Neural oscillation refers to the swinging back and forth in a steady uninterrupted rhythm observed in human brains, in particular, to the alpha and theta bands which reflect the cognitive and memory performance of the brain (Klimesch 170). Good memory functioning is observed in two types of EEG (electroencephalography) phenomena but the active ingredient THC in marijuana affects adversely these neural oscillations, in turn affecting the memory.
The effect of THC on neural oscillation is to slow down the oscillations, as THC is known to depress the central nervous system (CNS) which includes other side-effects such as tremors, ataxia, arrhythmia and importantly, the short term memory. THC affects memory by interfering with neurotransmitters that deliver data or information to the brain.
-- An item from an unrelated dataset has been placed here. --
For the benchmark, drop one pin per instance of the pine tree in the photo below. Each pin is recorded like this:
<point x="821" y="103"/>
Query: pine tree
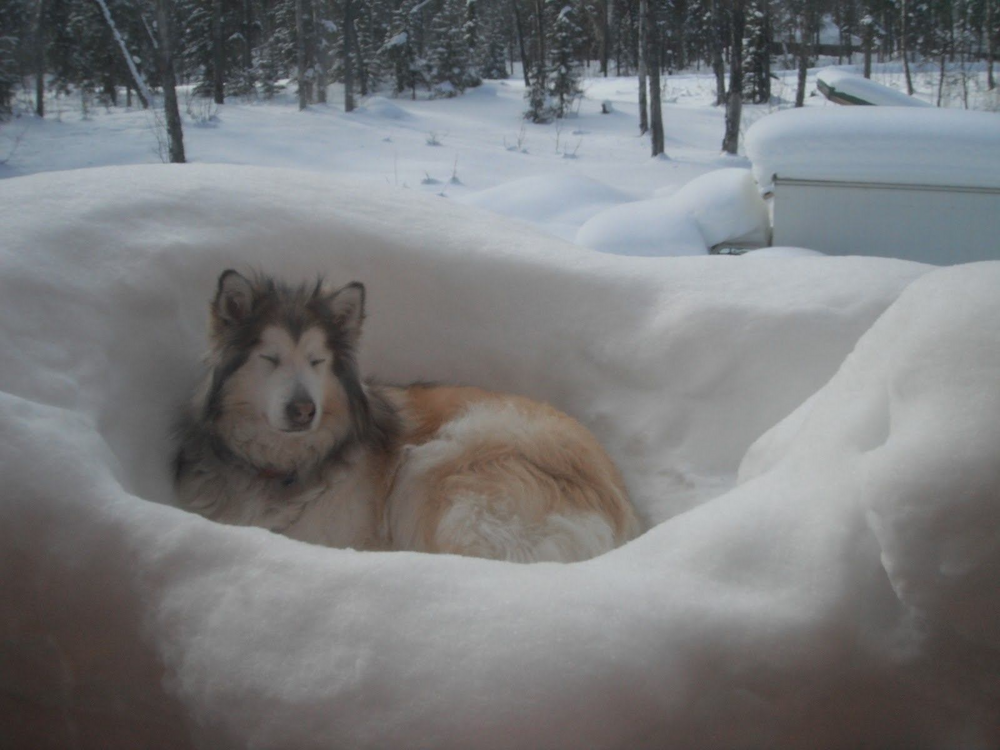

The large-scale theta band oscillations bearing on synaptic plasticity beneficial for learning and memory are affected by THC by varying the firing rates (Albers, Schmiedt, & Pawelzik 1). A mammalian cortical network forms behavior-dependent oscillating networks of various sizes (Buzsaki 1928) which support temporal representation and consolidation of information into memory.
The hypothesis can be tested on live laboratory test subjects like rodents, monkeys, or other lower forms of mammals although there is one caveat in this approach. Oscillations observed in rats, for example, are faster compared to that of humans (Jacobs 3) so allowances should be made for this slight difference especially in large-scale theta oscillations. The study author had suggested using neurosurgical patients by recording their brain activity.
Albers, C., Schmiedt, J. T. and J. R. Pawelzik. “Theta-specific susceptibility in a model of adaptive synaptic plasticity.” Frontiers in Computational Neuroscience (2013): 1-3. Web. 14 Jan. 2014.
Bell, S. The Facts on File: Dictionary of Forensic Science. New York, NY, USA: Infobase Publishing, 2004. Print.
Buzsaki, G. “Neuronal oscillations in cortical networks.” Science 304. 5679 (2004): 1926-1929. Print.
Jacobs, J. “Hippocampal theta oscillations are slower in humans than in rodents: Implications for models of spatial navigation and memory.” Biological Sciences 369.1635 (2013): pp. 3-4. Web. 14 Jan. 2014.
Klimesch, W. ”EEG alpha and theta oscillations reflect cognitive and memory performance: a review and analysis.” Brain Research Reviews 29 (1999): 169-195. Print.